Google’s artificial intelligence systems cannot reliably spell the word “Google,” exposing a fundamental limitation in how large language models process written language.
The problem stems from how these models handle text. Rather than reading words as sequences of individual letters, they break language into “tokens” — chunks of text that can represent whole words, parts of words, or single characters, depending on frequency and context.
How Tokenization Creates Spelling Blind Spots
A tokenizer treats common words as single units. As a result, the model never learns to associate that unit with its constituent letters.
When a model encodes “Google,” it may store the word as one token rather than six discrete characters — G, o, o, g, l, e. In turn, when asked to spell it, the model reconstructs letter sequences from statistical patterns rather than direct knowledge.

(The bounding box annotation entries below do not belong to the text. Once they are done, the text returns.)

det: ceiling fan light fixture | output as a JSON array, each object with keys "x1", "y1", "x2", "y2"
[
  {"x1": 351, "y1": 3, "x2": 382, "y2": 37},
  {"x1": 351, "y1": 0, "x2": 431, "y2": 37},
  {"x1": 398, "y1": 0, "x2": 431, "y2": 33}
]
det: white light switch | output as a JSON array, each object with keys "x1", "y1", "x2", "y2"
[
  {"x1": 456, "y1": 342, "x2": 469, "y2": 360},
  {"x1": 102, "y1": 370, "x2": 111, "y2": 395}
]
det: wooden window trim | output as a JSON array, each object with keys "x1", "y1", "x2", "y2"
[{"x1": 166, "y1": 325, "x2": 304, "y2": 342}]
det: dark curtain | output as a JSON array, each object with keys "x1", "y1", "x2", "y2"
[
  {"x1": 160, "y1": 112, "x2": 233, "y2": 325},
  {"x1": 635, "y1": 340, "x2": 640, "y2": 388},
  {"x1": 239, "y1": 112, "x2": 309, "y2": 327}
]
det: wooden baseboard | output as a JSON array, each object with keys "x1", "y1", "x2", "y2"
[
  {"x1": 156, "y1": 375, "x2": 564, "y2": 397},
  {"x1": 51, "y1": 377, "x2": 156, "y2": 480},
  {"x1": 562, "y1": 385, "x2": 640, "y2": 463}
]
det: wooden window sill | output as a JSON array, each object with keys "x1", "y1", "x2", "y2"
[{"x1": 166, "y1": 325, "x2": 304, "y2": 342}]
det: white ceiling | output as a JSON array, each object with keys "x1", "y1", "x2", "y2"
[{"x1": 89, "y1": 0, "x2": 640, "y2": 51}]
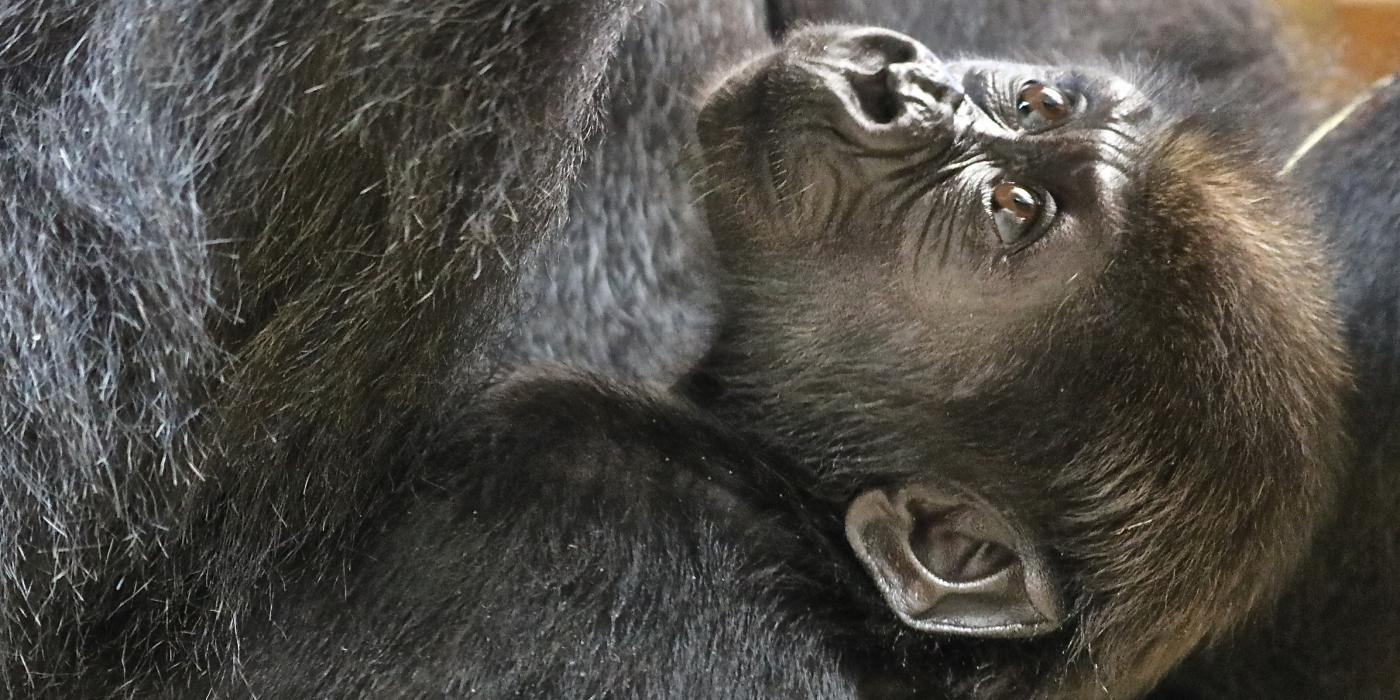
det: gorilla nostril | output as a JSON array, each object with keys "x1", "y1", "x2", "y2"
[{"x1": 850, "y1": 70, "x2": 899, "y2": 125}]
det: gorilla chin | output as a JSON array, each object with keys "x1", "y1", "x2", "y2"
[{"x1": 699, "y1": 20, "x2": 1347, "y2": 694}]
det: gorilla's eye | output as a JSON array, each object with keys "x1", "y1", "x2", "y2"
[
  {"x1": 991, "y1": 182, "x2": 1053, "y2": 248},
  {"x1": 1016, "y1": 80, "x2": 1074, "y2": 132}
]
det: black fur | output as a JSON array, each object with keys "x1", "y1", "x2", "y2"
[
  {"x1": 1170, "y1": 78, "x2": 1400, "y2": 700},
  {"x1": 0, "y1": 0, "x2": 640, "y2": 694},
  {"x1": 0, "y1": 0, "x2": 1377, "y2": 697}
]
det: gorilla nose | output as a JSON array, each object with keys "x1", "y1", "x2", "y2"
[{"x1": 822, "y1": 28, "x2": 963, "y2": 125}]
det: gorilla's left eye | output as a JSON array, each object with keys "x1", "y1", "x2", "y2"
[
  {"x1": 990, "y1": 182, "x2": 1054, "y2": 249},
  {"x1": 1016, "y1": 80, "x2": 1074, "y2": 132}
]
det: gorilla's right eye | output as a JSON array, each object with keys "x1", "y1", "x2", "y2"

That reconstruction is unreliable. The model guesses based on what letter combinations appear most often in its training data, not from any internal representation of the word’s actual spelling.
This is not unique to Google’s own products. The tokenization method — developed by researchers across the industry and used widely in systems built on the transformer architecture — affects virtually every major large language model, including those from OpenAI, Meta, and Anthropic.
Still, the failure is particularly visible when the word in question is the company’s own name. “Google” appears in training data at enormous volume, which makes the model’s inability to spell it correctly more striking, not less.
What the Research Shows
The issue has drawn attention from computational linguists and AI researchers. Studies examining model behavior on character-level tasks consistently show that models perform worse on spelling, letter counting, and anagram-style prompts than on higher-level reasoning tasks.
Google DeepMind has not publicly released data quantifying its models’ spelling error rates. The broader research community, however, has documented the pattern across model families.
A 2023 paper published in peer-reviewed proceedings at the Association for Computational Linguistics found that transformer-based models showed significant degradation on tasks requiring sub-word character awareness — precisely the skill spelling demands.
Researchers have proposed several mitigations. One approach introduces character-level tokenization layers that run alongside standard token processing. Another fine-tunes models on explicit spelling tasks to build associative memory between tokens and their letter components.
Neither fix eliminates the problem entirely. Both add computational overhead.
The Broader Stakes
For most users, a misspelled word from a chatbot is a minor irritant. For enterprise deployments — legal document drafting, medical transcription, automated publishing — spelling errors carry real cost.
Google’s Gemini models power a range of products used in workplace settings, including Google Workspace tools used by more than 3 billion users, according to Google’s own figures.
The company has positioned Gemini as a productivity assistant capable of drafting, editing, and summarizing documents. Spelling errors in that context are not abstract.
Tokenization as a design choice dates to early work on neural machine translation in the mid-2010s. Researchers adopted it to reduce vocabulary size and speed up training — goals that remain valid at scale.